Alan Albert, President at MarketFit
Garrett O’Brien, Senior Product Marketing Manager at Stitch, offered his feedback on Alan’s perspective:
“I think that’s an interesting take. I’d rebut that unless you have a study scope large enough to warrant mitigating bias with a comprehensive plan, selection bias induced by incentives is probably not a first-order concern worth thinking about. “In this example, OP has been mining its network for feedback (a well-worn path). Why wouldn’t they be concerned about the bias introduced by those relationships, but fret over small incentives?
"I’d argue that customer/market research for the majority of PMMs is about getting directional, timely insights rather than tightly controlled ones. If you’re after a controlled study with confidence intervals and representative samples, get an agency involved.”
Q: I'm trying to work on standardizing our messaging to make sure that it's consistent when we're talking to customers. Right now, lots of different people prepare materials and as a result, there are discrepancies in how we talk about products. This is mostly a function of being a marketing team of 1. Beyond just compiling messaging into a google doc, have you all seen better ways to document this and share it across the organization?
A: “From my experience people like seeing the consolidated Google doc but don't actively refer to it.
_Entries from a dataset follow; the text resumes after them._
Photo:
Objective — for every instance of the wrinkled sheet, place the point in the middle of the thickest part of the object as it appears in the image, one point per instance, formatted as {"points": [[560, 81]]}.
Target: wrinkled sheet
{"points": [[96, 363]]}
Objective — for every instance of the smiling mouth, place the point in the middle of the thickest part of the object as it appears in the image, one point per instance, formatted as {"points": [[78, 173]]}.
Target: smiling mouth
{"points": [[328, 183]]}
Assuming that by people you're referring to sales reps.
“The biggest thing that helped me resolve this issue is creating a modularized sales deck and verticalized one-sheets (you might consider doing this by persona or solution, verticals made the most sense for us).
“The sales deck modules include a few ways to present the company overview, verticalized stats and credibility triggers (logo list, testimonials) slides, verticalized benefits messaging, demo gifs for different solutions, an appendix with design elements (icons, hex code for brand colors, different layouts) and if reps want to go all out with personalization some other business-specific slide modules.
“Sales reps take what they need and leave what they don't to quickly create personalized materials for prospects. Customer success will work from this as well to put together upsell/cross-sell decks.
“I like modularization because it's scalable since all the information is already designed and in one place. The less friction there is for replicating messaging the more likely reps will stick with it. Utilization is 100% for this proposal deck! Plus, if I need to update something I go to one place to make edits and I’m done.”
Jing Gu, Product Marketing Manager at Shutterstock
“We have crafted a standard messaging deck that’s loaded with stats and facts that we have fact-checked but that our sellers can pick and choose from depending on the sales convo. And then we have specific info per persona, per industry, per problem that they can add into those decks.
“I did a similar thing at my previous company (IT/Telco) but we still had issues with sellers downloading presentations to combine slides into one slide deck. At which point we looked into a sales enablement solution to better allow us to 1) manage all the content from a PMM perspective, 2) still allow sellers the flexibility to pull info from various sources into 1 coherent entity without having them download everything.”